A wonderful book, though tragically unfinished, which, to my mind, successfully marries the tradition of the semi-melodramatic tale and that of the political essay. I found it a real page-turner, in the old style, as well as a deeply moving record of an intelligent and passionate woman's thoughts.
The following was written (and forms part of a section of the novel detailing the internal debates and thoughts of the primary female character) sometime between 1890 and 1920. This is, at the very least, 10 years before A Room of One's Own:
"Lies are so easy to us because age after age the lying and subtle and insincere have conquered and crushed the individuals in whom sincerity and openness were budding. It is so difficult for us to consider others justly and impartially if they have terribly injured us, because age after age the individuals striking most mercilessly at whatever limited their pleasure, without consideration of justice or sympathy, have killed out and suppressed those in whom generosity and justice were beginning to dawn. Lust, divided from all love and inborn self-forgetfulness, is so dominant within thousands of us (making the world of sexual relations, which in our ideals are the highest, often the lowest, in life), because age after age the most brutally lustful has perpetuated himself, where the less lustful and brutal has failed to rape and force the woman or kill the opposing males. Because, age after age, the individual tendency to expend force in the direction of impersonal intellectual activity has again and again fallen victim to the individual more concentrated on personal aim, we to-day find the complex intellectual gift of the thinker and artistic creator so rare and so heavily conflicted with by the lower opponents. Because the stronger sex has so perpetually attempted to crush the physically smaller, the individuals who attempted to resist force by force being at once wiped out, sex has acquired almost as a secondary sexual characteristic a subtleness and power of finesse to which it now flies almost as instinctively as a crab to the water when it sees danger approaching, the struggles against which being the sternest that sex has to carry off within itself if it would attain moral emancipation. Because the larger male has so long and so mercilessly suppressed the weaker and exterminated those who refused to submit while the servile survived, we find perhaps that lowest of all human qualities, the material tendency to truckle before success and power, which in some humans seems instinctive and in them at least is ineradicable....
...For it is not alone through the physical destruction and annihilation of the weaker by the brutally stronger that we have suffered. What has humanity not lost by the suppression and subjection of the weaker sex by the muscularly stronger sex alone?
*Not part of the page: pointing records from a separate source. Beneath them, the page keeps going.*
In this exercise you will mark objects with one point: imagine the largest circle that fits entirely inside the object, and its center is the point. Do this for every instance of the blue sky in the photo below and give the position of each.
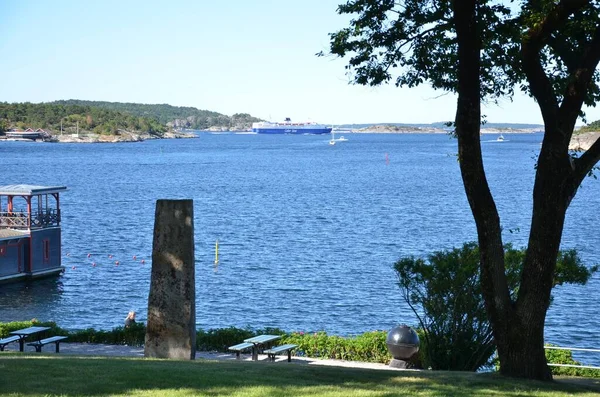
(236, 56)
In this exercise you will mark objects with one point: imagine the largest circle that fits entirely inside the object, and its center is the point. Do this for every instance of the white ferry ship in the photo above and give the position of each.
(289, 127)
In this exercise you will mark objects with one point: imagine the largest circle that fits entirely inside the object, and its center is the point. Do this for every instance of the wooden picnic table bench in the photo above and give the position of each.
(53, 339)
(260, 342)
(7, 340)
(25, 332)
(280, 349)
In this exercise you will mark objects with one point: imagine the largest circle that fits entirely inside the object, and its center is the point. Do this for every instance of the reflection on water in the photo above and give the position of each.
(28, 299)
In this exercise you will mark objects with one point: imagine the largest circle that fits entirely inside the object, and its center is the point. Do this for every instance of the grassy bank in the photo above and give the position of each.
(42, 375)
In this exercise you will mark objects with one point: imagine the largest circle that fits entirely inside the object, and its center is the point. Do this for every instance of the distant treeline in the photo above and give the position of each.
(110, 117)
(50, 116)
(173, 116)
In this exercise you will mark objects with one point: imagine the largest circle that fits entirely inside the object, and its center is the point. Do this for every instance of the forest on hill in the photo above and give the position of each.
(173, 116)
(110, 117)
(72, 118)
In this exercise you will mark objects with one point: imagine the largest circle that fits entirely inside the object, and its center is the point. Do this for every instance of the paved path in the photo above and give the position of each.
(91, 349)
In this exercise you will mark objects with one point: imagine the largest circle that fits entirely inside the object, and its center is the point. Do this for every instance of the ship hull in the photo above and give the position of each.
(291, 130)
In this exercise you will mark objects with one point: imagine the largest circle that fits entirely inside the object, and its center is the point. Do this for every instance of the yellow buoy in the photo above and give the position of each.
(217, 252)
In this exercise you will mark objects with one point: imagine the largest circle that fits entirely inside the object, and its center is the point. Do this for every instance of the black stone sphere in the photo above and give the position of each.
(402, 342)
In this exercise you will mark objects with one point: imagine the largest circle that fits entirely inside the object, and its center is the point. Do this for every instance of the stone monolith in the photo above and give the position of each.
(171, 328)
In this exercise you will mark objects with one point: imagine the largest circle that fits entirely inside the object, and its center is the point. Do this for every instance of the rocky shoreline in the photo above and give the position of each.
(123, 136)
(582, 142)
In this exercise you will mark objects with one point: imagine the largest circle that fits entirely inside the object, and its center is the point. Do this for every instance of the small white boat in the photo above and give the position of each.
(333, 141)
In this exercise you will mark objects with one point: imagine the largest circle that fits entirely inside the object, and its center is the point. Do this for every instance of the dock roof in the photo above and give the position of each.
(9, 234)
(29, 190)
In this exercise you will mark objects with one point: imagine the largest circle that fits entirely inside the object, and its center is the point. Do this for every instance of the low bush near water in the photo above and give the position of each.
(554, 356)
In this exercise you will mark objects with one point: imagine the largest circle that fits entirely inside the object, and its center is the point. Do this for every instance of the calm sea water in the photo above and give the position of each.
(308, 232)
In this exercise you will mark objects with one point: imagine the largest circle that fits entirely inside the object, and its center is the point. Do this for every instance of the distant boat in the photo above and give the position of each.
(333, 140)
(287, 127)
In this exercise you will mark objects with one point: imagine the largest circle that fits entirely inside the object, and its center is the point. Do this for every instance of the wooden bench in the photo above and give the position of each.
(280, 349)
(40, 343)
(6, 341)
(240, 348)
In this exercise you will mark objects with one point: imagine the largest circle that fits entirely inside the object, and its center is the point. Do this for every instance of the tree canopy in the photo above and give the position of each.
(482, 50)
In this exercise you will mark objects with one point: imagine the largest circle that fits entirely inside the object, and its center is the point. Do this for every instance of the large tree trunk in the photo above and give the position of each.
(518, 329)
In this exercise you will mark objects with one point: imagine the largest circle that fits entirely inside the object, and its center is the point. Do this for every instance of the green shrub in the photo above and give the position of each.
(367, 347)
(554, 356)
(444, 293)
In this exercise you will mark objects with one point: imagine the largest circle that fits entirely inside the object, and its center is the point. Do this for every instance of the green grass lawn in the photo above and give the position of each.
(51, 374)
We have a Shakespeare; but what of the possible Shakespeares we might have had, who passed their life from youth upward brewing currant wine and making pastries for fat country squires to eat, with no glimpse of the freedom of life and action, necessary even to poach on deer in the green forests, stifled out without one line written, simply because, being of the weaker sex, life gave no room for action and grasp on life? Here and there, where queens have been born as rulers, the vast powers for governance and the keen insight the sex possesses have been shown; but what of the millions of the race in all ages whose vast powers of intellect and insight and creation have been lost to us because they were physically the weaker sex, whose line of life was rigidly apportioned to them at the will of the stronger, which governed the structure of their societies? What statesmen, what rulers and leaders, what creative intelligences have been lost to humanity, because there has been no free trade in the powers and gifts of the muscularly smaller and weaker sex?...
...You say that, with your guns shooting so many shots a minute, you can destroy any race of men armed only with spears; but how does that prove your superiority, except as the superiority of the crocodile is proved when it eats a human baby, because it has long teeth and baby has none? You say the fact that you can command the labor of so many of your fellow men and gratify your desires proves that you are higher than they; it proves that your belly is large and your power of filling it great; but what, in these matters, are even you compared to the old saurians with their vast claws and paws and rough tongues, who could have licked you off the face of the earth in a moment? The theory that humanity can be perfected on earth only by the stronger jawed, longer clawed, biggest bellied preying on the smaller is a devil's doctrine bred in the head of a fool."